In the past 18 months, 13 boatloads from Sri Lanka have reportedly tried to travel to Australia to seek asylum

This photograph taken on September 2, 2018 shows a general view of refugee Camp Four on the Pacific island of Nauru. - A cluster of corrugated iron huts resembling military barracks jut out of Nauru's sweltering rocky landscape to reveal refugee settlement camp number five, a place defined by desperation and rarely visited by outsiders. (Photo by Mike LEYRAL / AFP)
Powered by automated translation

Australia's military intercepted a Sri Lankan boat carrying 13 asylum-seekers last month, Minister for Home Affairs Peter Dutton said on Monday, as Canberra sought to defend the relocation of a Tamil family to a remote detention centre.

Mr Dutton said the vessel – intercepted off the Cocos Islands, a remote Australian territory in the Indian Ocean – was the 13th boat from Sri Lanka attempting to travel to Australia to seek asylum in the past 18 months.

"It is the reason Sri Lanka was the first country I visited after the election, to make sure we can keep these boats stopped," Mr Dutton told The Courier-Mail newspaper.

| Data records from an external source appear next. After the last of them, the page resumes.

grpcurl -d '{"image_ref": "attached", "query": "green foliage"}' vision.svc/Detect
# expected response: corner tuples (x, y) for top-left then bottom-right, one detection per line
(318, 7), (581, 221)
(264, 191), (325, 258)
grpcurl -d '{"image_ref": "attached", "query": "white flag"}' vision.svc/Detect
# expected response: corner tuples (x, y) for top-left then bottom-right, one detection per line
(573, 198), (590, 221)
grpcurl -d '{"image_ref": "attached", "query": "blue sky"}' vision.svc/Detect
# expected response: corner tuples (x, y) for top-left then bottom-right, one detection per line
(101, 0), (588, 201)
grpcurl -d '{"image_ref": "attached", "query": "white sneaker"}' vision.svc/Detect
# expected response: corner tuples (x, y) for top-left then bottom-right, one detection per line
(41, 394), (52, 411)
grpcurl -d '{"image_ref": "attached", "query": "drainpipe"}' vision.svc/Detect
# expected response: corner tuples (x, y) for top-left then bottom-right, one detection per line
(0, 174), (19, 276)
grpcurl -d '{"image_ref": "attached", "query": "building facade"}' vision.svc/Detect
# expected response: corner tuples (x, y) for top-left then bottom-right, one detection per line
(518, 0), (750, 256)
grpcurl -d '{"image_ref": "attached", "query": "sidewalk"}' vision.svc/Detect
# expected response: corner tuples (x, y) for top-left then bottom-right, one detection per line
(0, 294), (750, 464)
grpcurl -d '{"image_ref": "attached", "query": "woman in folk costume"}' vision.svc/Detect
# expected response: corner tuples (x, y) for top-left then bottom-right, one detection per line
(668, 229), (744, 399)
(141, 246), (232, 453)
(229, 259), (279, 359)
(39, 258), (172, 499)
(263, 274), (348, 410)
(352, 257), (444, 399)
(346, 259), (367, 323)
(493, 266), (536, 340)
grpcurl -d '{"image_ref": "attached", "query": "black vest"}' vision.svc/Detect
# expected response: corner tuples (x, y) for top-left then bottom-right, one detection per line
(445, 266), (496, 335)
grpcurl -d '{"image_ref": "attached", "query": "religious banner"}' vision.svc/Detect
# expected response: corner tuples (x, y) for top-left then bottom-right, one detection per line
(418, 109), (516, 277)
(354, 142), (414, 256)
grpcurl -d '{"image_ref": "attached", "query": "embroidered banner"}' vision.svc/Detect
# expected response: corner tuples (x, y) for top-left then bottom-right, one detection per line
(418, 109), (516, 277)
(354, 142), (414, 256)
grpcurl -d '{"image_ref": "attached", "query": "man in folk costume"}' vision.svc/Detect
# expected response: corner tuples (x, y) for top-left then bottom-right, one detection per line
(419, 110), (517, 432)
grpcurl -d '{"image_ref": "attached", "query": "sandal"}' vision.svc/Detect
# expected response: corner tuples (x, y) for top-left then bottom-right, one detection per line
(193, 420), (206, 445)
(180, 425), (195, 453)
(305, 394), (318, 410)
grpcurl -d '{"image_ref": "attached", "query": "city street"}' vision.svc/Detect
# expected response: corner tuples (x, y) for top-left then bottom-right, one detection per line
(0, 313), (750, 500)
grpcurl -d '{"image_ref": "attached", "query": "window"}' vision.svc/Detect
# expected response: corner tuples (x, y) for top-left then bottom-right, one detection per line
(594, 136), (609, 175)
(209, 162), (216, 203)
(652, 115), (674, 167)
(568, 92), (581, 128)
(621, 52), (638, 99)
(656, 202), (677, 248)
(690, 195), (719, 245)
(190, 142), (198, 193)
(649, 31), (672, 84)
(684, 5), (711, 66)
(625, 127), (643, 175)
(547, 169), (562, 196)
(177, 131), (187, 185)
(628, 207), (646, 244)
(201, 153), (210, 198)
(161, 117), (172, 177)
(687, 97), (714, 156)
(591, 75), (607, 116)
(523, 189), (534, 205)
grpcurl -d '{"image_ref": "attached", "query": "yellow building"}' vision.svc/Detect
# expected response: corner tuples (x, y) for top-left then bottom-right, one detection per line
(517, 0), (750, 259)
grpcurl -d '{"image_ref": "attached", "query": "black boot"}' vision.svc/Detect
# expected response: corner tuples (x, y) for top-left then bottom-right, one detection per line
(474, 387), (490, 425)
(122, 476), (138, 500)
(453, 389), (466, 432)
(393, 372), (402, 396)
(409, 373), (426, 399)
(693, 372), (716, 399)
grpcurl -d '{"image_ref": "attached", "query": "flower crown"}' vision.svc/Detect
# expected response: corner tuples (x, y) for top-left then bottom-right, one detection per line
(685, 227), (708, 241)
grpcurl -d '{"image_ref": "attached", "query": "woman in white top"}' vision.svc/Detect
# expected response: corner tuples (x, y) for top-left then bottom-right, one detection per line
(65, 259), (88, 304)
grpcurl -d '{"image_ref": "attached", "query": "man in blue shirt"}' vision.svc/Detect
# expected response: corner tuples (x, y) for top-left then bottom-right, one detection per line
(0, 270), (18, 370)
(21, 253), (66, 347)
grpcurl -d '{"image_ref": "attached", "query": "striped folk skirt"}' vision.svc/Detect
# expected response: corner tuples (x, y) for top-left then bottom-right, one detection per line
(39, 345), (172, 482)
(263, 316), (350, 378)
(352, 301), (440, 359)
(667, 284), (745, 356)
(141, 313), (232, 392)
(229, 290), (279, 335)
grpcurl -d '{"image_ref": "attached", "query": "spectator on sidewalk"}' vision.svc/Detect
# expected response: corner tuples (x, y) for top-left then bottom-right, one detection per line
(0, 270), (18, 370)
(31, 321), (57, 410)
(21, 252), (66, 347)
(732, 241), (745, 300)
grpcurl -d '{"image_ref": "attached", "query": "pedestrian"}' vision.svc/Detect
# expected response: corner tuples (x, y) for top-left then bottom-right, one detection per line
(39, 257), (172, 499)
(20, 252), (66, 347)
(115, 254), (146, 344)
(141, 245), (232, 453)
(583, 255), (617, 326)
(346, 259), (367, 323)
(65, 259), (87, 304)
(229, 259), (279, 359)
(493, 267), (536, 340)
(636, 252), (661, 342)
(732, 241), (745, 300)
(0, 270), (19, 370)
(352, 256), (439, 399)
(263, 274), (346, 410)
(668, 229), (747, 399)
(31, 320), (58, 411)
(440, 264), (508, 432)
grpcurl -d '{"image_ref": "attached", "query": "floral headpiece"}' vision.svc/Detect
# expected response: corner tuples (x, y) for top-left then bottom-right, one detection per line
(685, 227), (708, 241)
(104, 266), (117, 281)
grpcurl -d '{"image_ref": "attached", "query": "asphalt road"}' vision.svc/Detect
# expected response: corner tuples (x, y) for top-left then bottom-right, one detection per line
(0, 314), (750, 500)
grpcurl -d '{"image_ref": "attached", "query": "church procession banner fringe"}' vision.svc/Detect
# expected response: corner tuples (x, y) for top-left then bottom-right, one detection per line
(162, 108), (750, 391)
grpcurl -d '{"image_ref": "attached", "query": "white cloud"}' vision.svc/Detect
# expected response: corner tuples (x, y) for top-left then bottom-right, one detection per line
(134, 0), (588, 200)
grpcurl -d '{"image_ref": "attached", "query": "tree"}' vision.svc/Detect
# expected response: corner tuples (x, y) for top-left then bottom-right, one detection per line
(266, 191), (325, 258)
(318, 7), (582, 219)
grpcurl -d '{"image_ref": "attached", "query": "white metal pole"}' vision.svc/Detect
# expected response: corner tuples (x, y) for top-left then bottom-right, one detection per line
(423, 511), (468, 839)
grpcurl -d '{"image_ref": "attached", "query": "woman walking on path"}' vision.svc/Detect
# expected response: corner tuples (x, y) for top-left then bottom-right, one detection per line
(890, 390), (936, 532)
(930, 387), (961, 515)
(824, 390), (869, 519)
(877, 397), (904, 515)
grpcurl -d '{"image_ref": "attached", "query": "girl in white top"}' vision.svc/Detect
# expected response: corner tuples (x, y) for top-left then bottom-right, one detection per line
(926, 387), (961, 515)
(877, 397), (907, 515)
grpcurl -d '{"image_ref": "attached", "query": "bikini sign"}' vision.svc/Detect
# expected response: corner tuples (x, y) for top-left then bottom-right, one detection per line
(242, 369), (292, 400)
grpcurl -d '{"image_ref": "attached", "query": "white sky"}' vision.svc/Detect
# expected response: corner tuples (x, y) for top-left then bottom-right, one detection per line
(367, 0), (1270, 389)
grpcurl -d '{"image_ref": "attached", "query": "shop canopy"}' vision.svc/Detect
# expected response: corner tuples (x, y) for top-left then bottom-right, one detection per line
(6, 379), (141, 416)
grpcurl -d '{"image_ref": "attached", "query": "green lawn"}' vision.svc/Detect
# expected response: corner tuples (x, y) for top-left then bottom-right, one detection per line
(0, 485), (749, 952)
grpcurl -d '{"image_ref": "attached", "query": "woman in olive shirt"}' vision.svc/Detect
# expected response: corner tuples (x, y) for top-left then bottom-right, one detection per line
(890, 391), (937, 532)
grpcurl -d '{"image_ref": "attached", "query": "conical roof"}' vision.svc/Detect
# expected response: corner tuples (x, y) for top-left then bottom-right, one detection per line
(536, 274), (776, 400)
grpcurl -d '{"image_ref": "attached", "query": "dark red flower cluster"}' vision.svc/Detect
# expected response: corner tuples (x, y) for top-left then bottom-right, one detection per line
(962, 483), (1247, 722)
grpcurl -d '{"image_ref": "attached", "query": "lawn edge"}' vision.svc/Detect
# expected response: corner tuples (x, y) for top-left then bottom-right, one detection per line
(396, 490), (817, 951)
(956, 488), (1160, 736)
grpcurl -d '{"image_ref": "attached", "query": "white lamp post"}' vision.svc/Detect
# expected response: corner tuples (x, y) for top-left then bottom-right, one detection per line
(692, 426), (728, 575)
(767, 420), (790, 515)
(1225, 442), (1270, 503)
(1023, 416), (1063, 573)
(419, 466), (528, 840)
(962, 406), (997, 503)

Australia's conservative government was re-elected in May.

"This threat is very real," he said.

Under Canberra's hardline immigration policy, would-be asylum-seekers intercepted at sea while trying to reach Australia are returned to the boat's country of origin.

Asylum-seekers who reach Australia are sent to Australian-run detention camps in Papua New Guinea and the South Pacific island of Nauru, where they are held in conditions widely criticised by organisations such as the United Nations.

However, critics accuse the Australian government of seeking to sway public opinion following the relocation of a Tamil asylum-seeker family to Christmas Island on Saturday.

"The government would not talk about it but when it is convenient, you get this," Joel Fitzgibbon, an opposition Labor lawmaker, told Channel 9 television.

Thousands of people across Australia protested at the weekend against the decision but Prime Minister Scott Morrison said on Monday allowing the Tamil family to stay would encourage further attempts by asylum-seekers.

A detention centre on Christmas Island – some 1,550 km northwest of the mainland – was reopened earlier this year after it lay idle for 10 years.

Known only by their first names, Priya and Nadesalingam arrived in Australia separately as asylum-seekers in 2012 and 2013, before Canberra began holding asylum-seekers offshore.

The couple had two daughters, now aged 4 and 2, after marrying and settling in a small town in Australia's northeast.

Despite the protests, Dutton said the family will not be allowed to stay after their applications for asylum were refused.